No hay en el mundo señorío
como la libertad del corazón.
Baltasar Gracián

Afortunadamente, Dios no es kantiano

—Pero si el hombre hace el bien por miedo al castigo de la naturaleza, o para conseguir el premio del cielo, o para encontrar un consuelo divino en la tierra..., ¿no está entonces actuando de forma egoísta?
La moral exige cierta abnegación y renuncia, pero esa renuncia no es el fin que se busca. Desear el propio bien, y esperar gozar de él en el futuro, no tiene por qué ser egoísmo.

Si Dios fuese kantiano –decía C. S. Lewis–, y por tanto, no nos aceptara hasta que fuésemos a Él impulsados por los más puros y mejores motivos, entonces nadie podría salvarse. Kant pensaba que ninguna acción tenía valor moral a menos que fuese hecha como fruto de una pura reverencia a la ley moral, es decir, sin contar para nada con el atractivo o la inclinación hacia esa buena obra.

Y, ciertamente, a veces la opinión popular parece estar de parte de Kant. Parece como si perdiera valor la actuación de una persona que hace lo que le gusta hacer. Las mismas palabras “pero a él le gusta hacerlo” suelen indicar “y por tanto no tiene mérito”. Sin embargo, frente a Kant se alza la verdad subrayada por Aristóteles: “cuanto más virtuoso se vuelve el hombre, tanto más disfruta de los actos de virtud”.
Afortunadamente, Dios no es orgulloso ni kantiano, y la esperanza de recompensa o el miedo al castigo no tienen por qué pervertirlo todo. Hay diversos tipos de recompensas. Unas pueden ser adecuadas a determinada acción, y otras no. El dinero, por ejemplo, no es recompensa natural para el amor, y por eso llamaríamos mercenario al hombre que se casara por dinero. En cambio, el matrimonio parece un premio apropiado para quien ama verdaderamente a una persona, y no llamaríamos mercenario a un enamorado por desear conquistar a su pareja y llegar a casarse. Una recompensa apropiada y conveniente a una acción, no tiene por qué envilecer esa acción; al contrario, es su natural culminación.

El atractivo del bien

—De acuerdo, pero todos los enamorados esperan con ilusión el día de su boda, y en cambio los hombres no siempre anhelan hacer el bien.

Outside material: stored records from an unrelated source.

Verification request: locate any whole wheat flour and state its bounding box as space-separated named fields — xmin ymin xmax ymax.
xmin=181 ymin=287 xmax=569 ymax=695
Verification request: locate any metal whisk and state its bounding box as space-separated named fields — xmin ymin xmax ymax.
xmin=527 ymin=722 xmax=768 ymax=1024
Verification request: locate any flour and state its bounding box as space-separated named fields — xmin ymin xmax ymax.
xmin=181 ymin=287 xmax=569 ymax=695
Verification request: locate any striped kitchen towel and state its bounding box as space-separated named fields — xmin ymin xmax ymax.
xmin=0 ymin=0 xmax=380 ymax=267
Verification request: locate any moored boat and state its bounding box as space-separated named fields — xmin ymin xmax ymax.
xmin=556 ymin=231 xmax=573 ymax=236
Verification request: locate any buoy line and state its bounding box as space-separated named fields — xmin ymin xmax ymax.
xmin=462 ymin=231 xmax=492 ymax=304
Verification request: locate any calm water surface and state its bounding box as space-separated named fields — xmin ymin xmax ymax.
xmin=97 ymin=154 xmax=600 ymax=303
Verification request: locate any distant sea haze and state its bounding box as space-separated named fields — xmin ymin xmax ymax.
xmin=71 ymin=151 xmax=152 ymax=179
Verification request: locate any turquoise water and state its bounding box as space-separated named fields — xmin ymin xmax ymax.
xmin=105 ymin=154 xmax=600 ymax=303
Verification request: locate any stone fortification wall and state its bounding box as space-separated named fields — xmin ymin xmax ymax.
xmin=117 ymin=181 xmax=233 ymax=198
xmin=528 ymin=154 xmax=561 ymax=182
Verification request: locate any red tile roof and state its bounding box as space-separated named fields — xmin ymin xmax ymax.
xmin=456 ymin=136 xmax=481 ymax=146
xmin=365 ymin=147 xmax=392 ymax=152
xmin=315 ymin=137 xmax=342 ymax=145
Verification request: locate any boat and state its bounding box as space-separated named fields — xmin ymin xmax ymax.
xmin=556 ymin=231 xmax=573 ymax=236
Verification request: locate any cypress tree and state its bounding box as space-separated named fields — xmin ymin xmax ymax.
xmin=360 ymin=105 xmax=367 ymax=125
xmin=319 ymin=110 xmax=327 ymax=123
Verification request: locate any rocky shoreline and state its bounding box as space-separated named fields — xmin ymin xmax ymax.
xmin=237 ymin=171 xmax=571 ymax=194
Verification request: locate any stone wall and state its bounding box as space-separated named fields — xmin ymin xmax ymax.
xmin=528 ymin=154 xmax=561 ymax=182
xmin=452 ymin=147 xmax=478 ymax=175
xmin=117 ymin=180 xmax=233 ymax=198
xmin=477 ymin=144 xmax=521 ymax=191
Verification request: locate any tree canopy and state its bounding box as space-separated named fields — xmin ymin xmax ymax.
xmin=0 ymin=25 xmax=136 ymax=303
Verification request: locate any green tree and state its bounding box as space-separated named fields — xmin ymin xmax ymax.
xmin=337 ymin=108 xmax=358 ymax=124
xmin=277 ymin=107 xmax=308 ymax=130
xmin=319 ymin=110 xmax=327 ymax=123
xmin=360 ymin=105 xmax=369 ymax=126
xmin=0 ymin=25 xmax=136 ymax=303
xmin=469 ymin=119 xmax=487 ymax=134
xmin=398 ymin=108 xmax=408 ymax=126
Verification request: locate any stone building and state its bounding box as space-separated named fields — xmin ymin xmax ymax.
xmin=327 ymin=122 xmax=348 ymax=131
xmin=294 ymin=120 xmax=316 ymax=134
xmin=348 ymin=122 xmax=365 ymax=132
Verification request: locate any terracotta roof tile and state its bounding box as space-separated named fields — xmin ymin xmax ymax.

En el caso de los enamorados, la pasión cobra en esos momentos mucha fuerza, y les hace muy fácil sentirse atraídos por el bien deseado. También hay que decir que la pasión no es siempre una garantía ante la erosión del tiempo, y que incluso puede resultar peligrosa si no está bien gobernada por la inteligencia. No hay que olvidar que las pasiones también han producido muchos desatinos.

Pero es cierto lo que dices. No siempre se anhela apasionadamente el bien. Y muchas veces, simplemente porque no alcanzamos a ver la legítima recompensa asociada a ese bien.

Pongamos un caso práctico de la vida diaria. Está claro, por ejemplo, que solo quienes alcanzan un buen nivel de formación y conocimientos, tras años de esfuerzo, pueden gozar de los bienes asociados a la cultura y la sabiduría. Cuando en el colegio un chico o una chica empiezan a estudiar la tabla periódica de elementos, o los músculos del cuerpo humano, o unos datos de historia o de geografía, o unas leyes físicas o matemáticas, o han de realizar cualquier otro esfuerzo propio de la vida escolar, esos chicos no siempre acertarán a vislumbrar de modo permanente la utilidad y los bienes asociados a esos estudios. O, por lo menos, no siempre los verán con tanta pasión como la del enamorado que espera ilusionadamente casarse con el objeto de sus amores.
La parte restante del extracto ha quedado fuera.